The advanced IED’s have already killed American
troops, and mortars allegedly traceable to Iran have
been used in attacks on Sunni areas of Baghdad.
Is the IRGC operating in Kurdish northern Iraq? Of
course they are - they’ve been there since at least
1991. Soon after the Iraqi defeat in Kuwait, IRGC
officers conducted clandestine and covert operations
in the southern Shia area and the northern Kurdish
area, and have been active there ever since.
The raid earlier this month on the Iranian facility
causes problems for the Kurdish Regional Government
and its autonomous region in northern Iraq. Since
the Iranians claim that the facility was an Iranian
consulate that had been in operation in the Kurdish
enclave for years, it created a diplomatic incident.
Having served in northern Iraq, including Erbil, and
observing Iranian operations, I am skeptical that
the facility was, in fact, a consulate. Since the
raid, Iraqi foreign minister Hoshyar Zebari, himself
a Kurd, has demanded that the United States release
the five “consular officials.”
The incident highlights the conflict the Kurds face.
They are part of Iraq, but are not Arabs like 80
percent of the population.
For almost the entire period that the Baath Party
ruled Iraq, they were the target of a genocidal
campaign aimed at eradicating their separate
identity. During that time, the Kurds – at times out
of necessity – developed a close relationship with
the Iranians.
When Saddam Hussein’s forces attacked the Kurdish
village of Halabja with chemical weapons, when the
Iraqi army killed thousands of Kurds in the Anfal
campaign, the Iranians became the Kurds’ only ally.
Iran provided refuge to hundreds of thousands of
Kurds, creating a bond that is hard to break and
hard to ignore. When no one else seemed to care
about their plight, Iran opened its borders to them.
Now that Saddam is gone and the Kurds have
established an autonomous region in the north, the
Iranians are exploiting that past relationship.

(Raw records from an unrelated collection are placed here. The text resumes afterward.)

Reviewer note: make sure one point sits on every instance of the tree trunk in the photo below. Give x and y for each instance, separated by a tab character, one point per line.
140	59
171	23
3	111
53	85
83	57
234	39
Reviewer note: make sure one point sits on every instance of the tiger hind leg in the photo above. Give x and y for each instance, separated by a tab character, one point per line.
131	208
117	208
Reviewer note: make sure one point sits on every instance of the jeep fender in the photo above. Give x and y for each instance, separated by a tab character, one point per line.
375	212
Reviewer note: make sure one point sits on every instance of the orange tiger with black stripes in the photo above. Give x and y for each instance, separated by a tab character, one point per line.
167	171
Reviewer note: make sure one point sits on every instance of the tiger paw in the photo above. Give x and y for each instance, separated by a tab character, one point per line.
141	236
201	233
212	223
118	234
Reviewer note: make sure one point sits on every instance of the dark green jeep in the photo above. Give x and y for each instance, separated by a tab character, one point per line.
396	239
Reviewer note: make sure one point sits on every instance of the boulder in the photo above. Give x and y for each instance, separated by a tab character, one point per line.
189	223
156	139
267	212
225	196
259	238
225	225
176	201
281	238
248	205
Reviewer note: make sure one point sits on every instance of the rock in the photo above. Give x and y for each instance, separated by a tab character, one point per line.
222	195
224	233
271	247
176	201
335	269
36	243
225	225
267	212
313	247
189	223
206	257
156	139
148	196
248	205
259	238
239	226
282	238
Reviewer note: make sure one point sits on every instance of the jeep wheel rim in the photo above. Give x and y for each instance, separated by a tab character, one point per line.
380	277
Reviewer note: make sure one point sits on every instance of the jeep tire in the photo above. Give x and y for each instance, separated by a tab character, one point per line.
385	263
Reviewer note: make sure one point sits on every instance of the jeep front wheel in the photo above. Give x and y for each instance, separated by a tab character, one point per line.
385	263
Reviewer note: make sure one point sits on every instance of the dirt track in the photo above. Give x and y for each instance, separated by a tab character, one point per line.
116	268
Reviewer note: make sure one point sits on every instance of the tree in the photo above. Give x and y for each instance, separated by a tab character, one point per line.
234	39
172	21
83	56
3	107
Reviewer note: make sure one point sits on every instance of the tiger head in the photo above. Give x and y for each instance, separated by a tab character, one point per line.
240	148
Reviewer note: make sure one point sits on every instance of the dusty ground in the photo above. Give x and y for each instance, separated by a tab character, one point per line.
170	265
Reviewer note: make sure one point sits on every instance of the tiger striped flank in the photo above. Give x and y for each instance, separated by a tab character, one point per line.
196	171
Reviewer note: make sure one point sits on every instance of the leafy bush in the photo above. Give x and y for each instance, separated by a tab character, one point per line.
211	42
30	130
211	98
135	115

After the fall of Baghdad in 2003, the Iranians
greatly expanded their presence in the Kurdish north
as well as with their fellow Shia Muslims in the
south.
The Iranian presence is not a good thing for the
American efforts in Iraq. It also presents problems
for the Kurds, easily America’s best allies among
the Iraqis. The Kurds are balancing their close
relationship with America against their close
relationship with the Iranians. When more raids like
the one in Erbil occur in the future – and they
will, given new orders to U.S. forces to no longer
“catch and release” Iranian operatives, but to
capture and kill them – the Kurds will have to
decide which relationship means more.
You can’t have it both ways. Just like the Iraqi
government of Nuri al-Maliki, they have to decide if
they are with us or with the Iranians.